I converted mobilenet v1/v2 tensorflow model by trt.create_inference_graph(); then use it in tensorflow-tensorrt.
however, the performance improvement isn’t much, it is ~10% improvement on infer time. (FLOPs/second: 104.72B)
(for other net as inception v2, the improvement is higher).
then I did some investigation:
most computation of mobilenet v1/v2 is about 1x1 conv, and 1x1 conv is memory friendly with NHWC data format. but tensorRT supports NCHW data format.
in <<TensorRT-Developer-Guide 5.pdf>>, the mentioned op includes Conv2d and DepthwiseCOnv2dNative. I guess 1x1 conv is treats as common Conv2d; not be optimized specifically.
since 1x1 conv is widely used in current net models, could tensorRT do some optimize on it?
for example: it may benefit if NHWC data format is supported.
The engineering team is reviewing this enhancement request. I don’t have additional info to share publically.
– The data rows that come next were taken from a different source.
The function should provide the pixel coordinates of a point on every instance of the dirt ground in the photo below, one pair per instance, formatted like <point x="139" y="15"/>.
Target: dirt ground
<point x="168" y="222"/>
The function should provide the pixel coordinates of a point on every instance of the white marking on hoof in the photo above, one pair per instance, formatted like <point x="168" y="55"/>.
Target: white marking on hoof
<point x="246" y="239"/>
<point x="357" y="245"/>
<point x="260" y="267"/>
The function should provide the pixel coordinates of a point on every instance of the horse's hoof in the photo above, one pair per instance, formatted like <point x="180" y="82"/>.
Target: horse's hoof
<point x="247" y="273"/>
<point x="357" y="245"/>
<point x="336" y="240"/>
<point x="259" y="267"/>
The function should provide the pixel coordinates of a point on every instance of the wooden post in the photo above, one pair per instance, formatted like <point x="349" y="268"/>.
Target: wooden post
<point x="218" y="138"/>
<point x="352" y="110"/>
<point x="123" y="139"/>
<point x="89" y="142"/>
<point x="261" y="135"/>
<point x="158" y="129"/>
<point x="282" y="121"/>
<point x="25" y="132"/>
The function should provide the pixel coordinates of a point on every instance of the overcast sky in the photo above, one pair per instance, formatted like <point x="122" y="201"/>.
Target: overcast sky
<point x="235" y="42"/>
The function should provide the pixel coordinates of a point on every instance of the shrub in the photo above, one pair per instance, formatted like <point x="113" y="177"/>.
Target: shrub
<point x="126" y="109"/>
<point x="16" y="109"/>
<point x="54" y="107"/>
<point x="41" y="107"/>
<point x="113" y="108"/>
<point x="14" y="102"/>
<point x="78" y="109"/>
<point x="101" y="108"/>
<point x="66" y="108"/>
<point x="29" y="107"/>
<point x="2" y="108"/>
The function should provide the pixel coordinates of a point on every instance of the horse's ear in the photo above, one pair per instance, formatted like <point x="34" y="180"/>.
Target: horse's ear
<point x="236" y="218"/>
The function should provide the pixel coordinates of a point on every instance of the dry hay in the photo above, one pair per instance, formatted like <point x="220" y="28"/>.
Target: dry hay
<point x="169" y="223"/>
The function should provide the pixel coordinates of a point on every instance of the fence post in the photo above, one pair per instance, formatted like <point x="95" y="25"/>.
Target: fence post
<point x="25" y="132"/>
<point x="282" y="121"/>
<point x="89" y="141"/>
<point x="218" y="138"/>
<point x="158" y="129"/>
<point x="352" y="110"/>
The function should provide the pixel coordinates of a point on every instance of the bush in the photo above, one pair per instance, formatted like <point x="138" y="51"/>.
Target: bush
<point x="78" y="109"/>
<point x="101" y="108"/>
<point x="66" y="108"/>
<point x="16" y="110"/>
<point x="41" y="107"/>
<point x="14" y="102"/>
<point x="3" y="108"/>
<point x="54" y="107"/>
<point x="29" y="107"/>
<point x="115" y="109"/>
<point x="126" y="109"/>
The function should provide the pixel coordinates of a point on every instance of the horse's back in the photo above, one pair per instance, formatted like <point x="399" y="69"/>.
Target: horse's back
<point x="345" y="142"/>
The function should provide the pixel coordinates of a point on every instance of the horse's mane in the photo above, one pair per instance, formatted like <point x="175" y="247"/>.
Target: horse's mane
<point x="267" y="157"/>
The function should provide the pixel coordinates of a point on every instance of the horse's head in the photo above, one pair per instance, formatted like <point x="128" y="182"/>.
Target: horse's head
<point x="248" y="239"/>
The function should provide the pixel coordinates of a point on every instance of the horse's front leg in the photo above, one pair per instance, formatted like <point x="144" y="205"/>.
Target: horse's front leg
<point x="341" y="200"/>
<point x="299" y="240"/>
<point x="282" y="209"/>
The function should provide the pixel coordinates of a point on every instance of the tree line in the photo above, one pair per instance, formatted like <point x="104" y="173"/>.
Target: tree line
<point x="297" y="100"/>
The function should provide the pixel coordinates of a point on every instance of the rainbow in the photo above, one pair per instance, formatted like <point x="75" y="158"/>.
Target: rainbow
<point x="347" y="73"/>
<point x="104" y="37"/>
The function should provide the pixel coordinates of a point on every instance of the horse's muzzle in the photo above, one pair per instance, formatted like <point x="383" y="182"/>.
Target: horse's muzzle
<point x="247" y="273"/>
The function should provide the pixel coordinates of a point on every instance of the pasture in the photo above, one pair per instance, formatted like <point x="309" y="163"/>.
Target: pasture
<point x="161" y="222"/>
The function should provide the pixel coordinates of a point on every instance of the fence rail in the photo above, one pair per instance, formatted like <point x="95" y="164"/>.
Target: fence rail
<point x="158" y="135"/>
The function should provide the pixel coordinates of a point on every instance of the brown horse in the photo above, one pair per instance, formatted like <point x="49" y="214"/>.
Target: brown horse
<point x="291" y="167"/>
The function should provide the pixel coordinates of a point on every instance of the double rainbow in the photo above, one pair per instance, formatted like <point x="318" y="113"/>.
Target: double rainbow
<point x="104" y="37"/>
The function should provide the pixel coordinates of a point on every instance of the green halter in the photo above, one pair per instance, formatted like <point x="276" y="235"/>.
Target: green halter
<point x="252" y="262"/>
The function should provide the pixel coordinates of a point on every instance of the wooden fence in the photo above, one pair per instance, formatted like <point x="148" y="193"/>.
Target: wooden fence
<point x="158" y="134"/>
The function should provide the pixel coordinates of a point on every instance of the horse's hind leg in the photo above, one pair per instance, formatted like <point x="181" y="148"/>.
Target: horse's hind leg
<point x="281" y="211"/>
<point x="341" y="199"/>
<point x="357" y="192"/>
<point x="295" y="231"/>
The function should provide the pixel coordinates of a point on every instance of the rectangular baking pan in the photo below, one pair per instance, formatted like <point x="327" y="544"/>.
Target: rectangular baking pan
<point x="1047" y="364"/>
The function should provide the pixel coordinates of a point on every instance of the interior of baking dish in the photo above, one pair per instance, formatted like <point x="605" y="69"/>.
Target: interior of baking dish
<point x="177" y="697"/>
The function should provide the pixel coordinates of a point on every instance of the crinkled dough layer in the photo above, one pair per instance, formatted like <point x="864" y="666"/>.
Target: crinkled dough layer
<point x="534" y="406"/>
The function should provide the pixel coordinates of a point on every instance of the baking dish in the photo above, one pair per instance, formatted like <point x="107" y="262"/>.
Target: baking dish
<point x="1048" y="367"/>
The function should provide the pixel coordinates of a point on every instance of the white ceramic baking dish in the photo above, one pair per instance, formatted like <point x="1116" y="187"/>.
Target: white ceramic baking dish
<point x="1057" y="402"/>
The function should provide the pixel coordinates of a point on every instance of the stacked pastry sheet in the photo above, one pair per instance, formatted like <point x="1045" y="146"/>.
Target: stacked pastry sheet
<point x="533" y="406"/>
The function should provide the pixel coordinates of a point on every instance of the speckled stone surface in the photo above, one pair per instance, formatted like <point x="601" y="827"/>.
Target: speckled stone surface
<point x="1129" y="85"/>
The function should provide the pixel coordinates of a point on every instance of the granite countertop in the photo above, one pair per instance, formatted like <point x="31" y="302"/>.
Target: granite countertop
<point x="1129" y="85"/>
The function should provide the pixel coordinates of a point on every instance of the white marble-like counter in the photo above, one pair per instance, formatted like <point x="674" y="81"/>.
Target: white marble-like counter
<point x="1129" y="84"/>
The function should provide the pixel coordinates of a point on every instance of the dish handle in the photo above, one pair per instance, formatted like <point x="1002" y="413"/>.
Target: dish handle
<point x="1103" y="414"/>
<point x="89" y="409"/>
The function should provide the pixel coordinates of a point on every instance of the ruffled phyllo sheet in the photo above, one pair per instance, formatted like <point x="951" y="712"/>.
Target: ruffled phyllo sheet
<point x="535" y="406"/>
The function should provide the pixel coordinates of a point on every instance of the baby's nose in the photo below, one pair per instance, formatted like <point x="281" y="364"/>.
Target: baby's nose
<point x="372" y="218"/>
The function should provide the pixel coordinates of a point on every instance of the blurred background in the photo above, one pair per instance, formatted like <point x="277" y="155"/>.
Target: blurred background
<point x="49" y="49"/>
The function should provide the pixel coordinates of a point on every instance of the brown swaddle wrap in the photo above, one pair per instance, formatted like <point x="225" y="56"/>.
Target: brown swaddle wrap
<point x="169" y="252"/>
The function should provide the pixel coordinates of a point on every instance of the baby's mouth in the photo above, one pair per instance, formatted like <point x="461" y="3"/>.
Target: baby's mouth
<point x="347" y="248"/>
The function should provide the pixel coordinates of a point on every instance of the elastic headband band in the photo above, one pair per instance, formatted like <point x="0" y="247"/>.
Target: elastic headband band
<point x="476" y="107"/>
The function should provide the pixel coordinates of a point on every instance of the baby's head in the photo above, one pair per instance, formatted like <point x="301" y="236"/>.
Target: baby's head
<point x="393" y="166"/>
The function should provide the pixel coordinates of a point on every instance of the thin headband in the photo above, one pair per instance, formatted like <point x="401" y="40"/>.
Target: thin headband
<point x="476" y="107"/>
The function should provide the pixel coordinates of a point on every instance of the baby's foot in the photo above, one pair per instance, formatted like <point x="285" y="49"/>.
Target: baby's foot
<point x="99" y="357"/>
Please stay tuned for future release announcements.
I tried to analysis the profiling data, and found that the depthwise conv in mobilenet cost much more time.
in the bottleneck structure of mobilenet, 1x1 op has much bigger computation than depthwise 3x3 conv; but depthwise 3x3 cost much more time.
seems optimization is required for depthwise conv for tensorRT.
another question: what’s the meaning for ‘depthwise input reformatter’?